The rules, which we assumed wouldn’t apply to us, were straightforward. You must be 65, an essential worker or have a qualifying pre-existing condition. One sitcom writer thought simply flashing his Writers’ Guild card would do the trick. Another figured his hundred shares of Pfizer would buy him some rhythm. I claimed to have early-onset rigor mortis.
None of us got the COVID vaccine yet. The problem is, we all have just one pre-existing condition: We’re 64 years old.
We’re not complaining, as that would be unseemly. But if you’ve had a durable Hollywood career in TV writing, feeling entitled doesn’t feel like an entitlement. It’s just an ingrained custom. If, say, you ran a red light while writing on a ’90s sitcom, there was always a studio connection affording you the benefits of attending traffic school without attending.
But clearly, show business privilege has met its match in the form of a worldwide pandemic. Our advanced skills for line-jumping won’t get us that vaccine. And even if they did, we’re a little stuck for a way around the ethics of scamming a life-or-death situation. Most or many or some of us have had to accept that the concept of “rules are rules” is, in this rare instance, warranted. Being among the non-est of non-essential workers, we own it that most Americans deserve the vaccine before us.
But we’re not complaining. In fact, there’s solace in knowing that being vaccine-qualified has a downside: All those 65-plus TV writers who habitually lied about their age are now lying about having gotten the shot.
How about the unforeseeable consequences of a birthday? You couldn’t write this stuff!
Nevertheless, being 64 has been viciously cruel lately. Well, viciously cruel sounds like a complaint. Let’s say it’s … troubling: Like being 15, passing your road test, but still waiting for your license.
I was born in May 1956. I have ’56er friends who are Gemini, Leo, Libra and Sagittarius. A floating hot tip in mid-February whispered that if your government-issued ID says you were born in 1956, those calling the shots will vaccinate you regardless of your sign. But then came the story of a Libra driving from Brentwood to the Dodger Stadium vaccination site. “You’re 64,” the attendant reportedly said in the tone of a TSA agent saying, “There’s a 9MM Glock in your carry-on.”

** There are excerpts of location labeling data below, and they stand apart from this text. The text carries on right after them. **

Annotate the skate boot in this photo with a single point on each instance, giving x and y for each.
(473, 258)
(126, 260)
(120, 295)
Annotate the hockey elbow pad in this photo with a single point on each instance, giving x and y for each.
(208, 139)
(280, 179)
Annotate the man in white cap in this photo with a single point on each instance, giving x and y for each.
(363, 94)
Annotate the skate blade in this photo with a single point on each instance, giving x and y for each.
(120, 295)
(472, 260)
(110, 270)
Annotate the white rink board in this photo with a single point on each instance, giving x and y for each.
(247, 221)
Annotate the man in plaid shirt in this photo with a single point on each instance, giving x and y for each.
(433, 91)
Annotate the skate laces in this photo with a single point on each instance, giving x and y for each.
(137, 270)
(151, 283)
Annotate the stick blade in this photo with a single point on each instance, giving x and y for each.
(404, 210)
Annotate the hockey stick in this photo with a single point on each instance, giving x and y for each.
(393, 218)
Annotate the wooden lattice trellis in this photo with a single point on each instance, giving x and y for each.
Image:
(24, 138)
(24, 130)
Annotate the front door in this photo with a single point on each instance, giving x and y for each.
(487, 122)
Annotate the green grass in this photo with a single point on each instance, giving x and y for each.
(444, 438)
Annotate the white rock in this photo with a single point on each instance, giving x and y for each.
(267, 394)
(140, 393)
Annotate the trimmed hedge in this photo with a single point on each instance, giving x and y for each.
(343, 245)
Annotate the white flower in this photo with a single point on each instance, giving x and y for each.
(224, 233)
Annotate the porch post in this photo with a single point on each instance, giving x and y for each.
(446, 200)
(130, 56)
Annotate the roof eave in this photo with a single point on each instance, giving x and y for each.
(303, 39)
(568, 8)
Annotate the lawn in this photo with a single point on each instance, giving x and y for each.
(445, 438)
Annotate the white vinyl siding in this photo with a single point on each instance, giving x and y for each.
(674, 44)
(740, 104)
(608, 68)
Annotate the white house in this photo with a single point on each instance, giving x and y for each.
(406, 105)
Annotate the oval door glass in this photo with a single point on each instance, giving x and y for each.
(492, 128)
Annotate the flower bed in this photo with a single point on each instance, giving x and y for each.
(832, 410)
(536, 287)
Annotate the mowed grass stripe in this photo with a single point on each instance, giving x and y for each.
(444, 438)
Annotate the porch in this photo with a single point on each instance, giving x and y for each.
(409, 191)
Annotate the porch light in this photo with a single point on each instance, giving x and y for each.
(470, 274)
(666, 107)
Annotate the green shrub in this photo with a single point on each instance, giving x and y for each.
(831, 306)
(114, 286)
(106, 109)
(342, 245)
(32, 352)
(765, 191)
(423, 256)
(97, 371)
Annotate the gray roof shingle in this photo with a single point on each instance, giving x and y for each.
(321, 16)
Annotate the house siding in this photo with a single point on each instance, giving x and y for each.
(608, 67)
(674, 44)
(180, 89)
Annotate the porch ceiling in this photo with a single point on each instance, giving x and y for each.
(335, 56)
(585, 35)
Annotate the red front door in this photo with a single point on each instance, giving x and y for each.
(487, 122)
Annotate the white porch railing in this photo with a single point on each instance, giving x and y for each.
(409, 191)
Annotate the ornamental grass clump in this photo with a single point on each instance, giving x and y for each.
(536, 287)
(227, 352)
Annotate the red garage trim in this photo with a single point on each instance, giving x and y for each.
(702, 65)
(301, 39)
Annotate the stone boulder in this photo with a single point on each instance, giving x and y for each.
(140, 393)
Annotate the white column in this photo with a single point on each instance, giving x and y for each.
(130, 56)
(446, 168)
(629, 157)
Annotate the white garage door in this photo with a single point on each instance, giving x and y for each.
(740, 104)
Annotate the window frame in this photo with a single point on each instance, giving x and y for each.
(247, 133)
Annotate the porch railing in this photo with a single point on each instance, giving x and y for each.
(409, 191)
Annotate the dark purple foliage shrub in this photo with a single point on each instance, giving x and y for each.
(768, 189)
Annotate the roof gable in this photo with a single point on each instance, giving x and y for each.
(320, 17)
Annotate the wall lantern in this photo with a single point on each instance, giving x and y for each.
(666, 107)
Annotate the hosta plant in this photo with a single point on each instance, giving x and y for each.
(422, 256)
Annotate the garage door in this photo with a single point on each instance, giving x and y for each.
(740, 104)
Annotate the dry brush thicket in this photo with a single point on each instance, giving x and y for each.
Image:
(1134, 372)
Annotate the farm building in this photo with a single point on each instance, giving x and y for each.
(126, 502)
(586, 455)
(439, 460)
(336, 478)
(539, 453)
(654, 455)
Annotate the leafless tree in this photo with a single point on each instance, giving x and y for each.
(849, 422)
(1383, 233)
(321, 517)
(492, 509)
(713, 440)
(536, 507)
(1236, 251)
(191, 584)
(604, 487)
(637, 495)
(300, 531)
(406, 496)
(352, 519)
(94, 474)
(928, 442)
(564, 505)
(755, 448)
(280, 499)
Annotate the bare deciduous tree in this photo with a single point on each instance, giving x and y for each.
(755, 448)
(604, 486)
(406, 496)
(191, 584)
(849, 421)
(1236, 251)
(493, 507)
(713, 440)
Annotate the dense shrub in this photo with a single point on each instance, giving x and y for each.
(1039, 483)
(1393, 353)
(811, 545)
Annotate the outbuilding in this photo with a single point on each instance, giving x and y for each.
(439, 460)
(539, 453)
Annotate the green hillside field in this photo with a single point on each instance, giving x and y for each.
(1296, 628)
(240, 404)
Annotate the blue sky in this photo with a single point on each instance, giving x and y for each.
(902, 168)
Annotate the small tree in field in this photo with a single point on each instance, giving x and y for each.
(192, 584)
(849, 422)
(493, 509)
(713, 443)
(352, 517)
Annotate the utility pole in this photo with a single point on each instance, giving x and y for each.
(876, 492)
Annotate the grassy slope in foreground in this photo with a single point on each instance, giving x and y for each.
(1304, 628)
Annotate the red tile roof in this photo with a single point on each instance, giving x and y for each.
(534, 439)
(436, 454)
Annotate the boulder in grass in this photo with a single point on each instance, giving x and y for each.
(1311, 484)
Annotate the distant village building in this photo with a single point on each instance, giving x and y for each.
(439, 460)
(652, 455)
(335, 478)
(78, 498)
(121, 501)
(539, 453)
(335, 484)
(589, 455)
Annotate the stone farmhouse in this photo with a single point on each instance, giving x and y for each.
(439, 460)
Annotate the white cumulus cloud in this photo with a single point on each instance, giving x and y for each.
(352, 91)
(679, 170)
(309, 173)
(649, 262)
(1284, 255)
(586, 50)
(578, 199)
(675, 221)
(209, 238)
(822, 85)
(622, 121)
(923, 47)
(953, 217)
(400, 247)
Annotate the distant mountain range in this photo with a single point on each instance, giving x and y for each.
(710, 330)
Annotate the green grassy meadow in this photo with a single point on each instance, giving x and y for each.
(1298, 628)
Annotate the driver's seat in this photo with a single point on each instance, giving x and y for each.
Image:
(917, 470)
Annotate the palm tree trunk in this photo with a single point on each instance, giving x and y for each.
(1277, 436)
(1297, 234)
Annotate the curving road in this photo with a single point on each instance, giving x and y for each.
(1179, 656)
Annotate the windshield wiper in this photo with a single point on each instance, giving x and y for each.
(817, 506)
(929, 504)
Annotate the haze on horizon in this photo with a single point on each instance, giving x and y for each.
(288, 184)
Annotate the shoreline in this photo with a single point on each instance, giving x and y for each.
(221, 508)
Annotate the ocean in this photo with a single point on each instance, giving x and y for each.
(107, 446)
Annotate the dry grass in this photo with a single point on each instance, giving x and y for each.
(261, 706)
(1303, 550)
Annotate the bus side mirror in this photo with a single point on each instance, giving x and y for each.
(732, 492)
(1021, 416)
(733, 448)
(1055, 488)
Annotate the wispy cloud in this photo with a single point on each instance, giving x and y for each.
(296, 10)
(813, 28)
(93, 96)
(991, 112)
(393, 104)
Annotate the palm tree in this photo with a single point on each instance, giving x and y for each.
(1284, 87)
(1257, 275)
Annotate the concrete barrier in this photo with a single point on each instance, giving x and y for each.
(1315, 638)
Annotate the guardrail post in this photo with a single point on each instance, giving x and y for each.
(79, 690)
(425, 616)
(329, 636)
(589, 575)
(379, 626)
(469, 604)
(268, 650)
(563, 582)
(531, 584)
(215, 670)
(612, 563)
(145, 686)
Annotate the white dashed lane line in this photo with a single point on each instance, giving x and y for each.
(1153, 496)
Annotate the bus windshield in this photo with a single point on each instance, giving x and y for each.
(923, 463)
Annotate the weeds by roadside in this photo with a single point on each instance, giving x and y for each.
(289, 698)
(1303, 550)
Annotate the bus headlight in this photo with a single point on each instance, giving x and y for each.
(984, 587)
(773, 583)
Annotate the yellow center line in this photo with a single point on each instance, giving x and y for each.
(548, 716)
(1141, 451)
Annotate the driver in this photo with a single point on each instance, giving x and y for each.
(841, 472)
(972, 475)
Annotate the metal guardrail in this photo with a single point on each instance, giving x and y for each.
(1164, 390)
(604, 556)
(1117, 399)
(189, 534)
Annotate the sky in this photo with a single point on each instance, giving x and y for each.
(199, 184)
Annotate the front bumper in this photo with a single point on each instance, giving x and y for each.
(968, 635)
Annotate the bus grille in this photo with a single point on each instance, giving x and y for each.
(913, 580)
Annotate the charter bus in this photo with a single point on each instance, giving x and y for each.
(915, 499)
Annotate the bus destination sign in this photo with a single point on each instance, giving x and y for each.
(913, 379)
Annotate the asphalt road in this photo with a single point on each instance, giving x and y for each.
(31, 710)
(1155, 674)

Talk about harrowing stories! That was the LA equivalent of Apollo 13 circling the moon without ever landing.
Speaking of Tom Hanks, being born in 1956 used to feel pretty cool. Hanks, Bryan Cranston, Sela Ward, Mel Gibson, Carrie Fisher, Larry Bird, Bjorn Borg … all ’56ers. We were the heart of the baby boom, the demographic that would always be so cool that when we reached old age, kids would apply iron-on wrinkles to look like us.
Now look at us: Moderna-deprived shut-ins.
Speaking of unfair, of the stars listed above, the only one born early enough in ’56 to have already gotten vaccinated? Mel Gibson.
Instant karma’s gonna get you … really?
But we’re not complaining. Sure, we could accuse our parents of poor post-war family planning, but even for Boomers, that’s a stretch. And speaking of Beatles, indicting Paul McCartney for a seriously warped image of life at 64 is also unfair. Even Stephen Hawking, born the same year as Sir Paul, couldn’t have foreseen Vera, Chuck and Dave attending Zoom school.
Lately, as President Biden’s COVID plans cast a pale light at the end of the pandemic tunnel, talk of finagling a vaccine has waned among the 1956 sitcom crowd. Our conversation now focuses on resuming our careers. Sure, there’s still the occasional joke: “Can I get vaccinated by saying I have an unmitigated gall bladder?” We laugh, but humor’s dangerous these days. We don’t know if TV executives will react to COVID humor with a woke-infected, “That’s not okay!” We do know the same 65 that qualifies us for vaccines will age us out of most writing jobs.
But we’re not complaining. Hollywood loves coming-of-age stories.